それから兵数だが、ロレーヌの乙女が引き連れてきた一万二千の半分だけが入城しもとからの守備兵と併せて約1万。相手のイギリス軍は騎士、弓兵併せて4千。数字だけ見るとこちらが有利にみえるが、相手は常勝の熟練の兵で、こちらは6割近くが武器もろくに扱えない徴集兵。しかもジャン・ド・デュノワのせいで自由に使うことができない。

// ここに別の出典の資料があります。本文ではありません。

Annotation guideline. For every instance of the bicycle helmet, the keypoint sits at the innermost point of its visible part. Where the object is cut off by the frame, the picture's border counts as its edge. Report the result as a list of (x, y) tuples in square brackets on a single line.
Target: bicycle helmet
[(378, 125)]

悪いことに兵糧はもうすぐ底を尽く。今回搬入された分では焼け石に水程度に過ぎん。打つ手なしだ」
ジャンが苦々しそうな口ぶりで告げる。
わたしは激怒して腑抜けどもに雷を落としてやった。
「愚か者どもめ!指揮官とは常に最悪の状況下を想定し最善手をひねりだすもの。どんなときでもだ。諦めるということは(指揮官としては)死んだということだ。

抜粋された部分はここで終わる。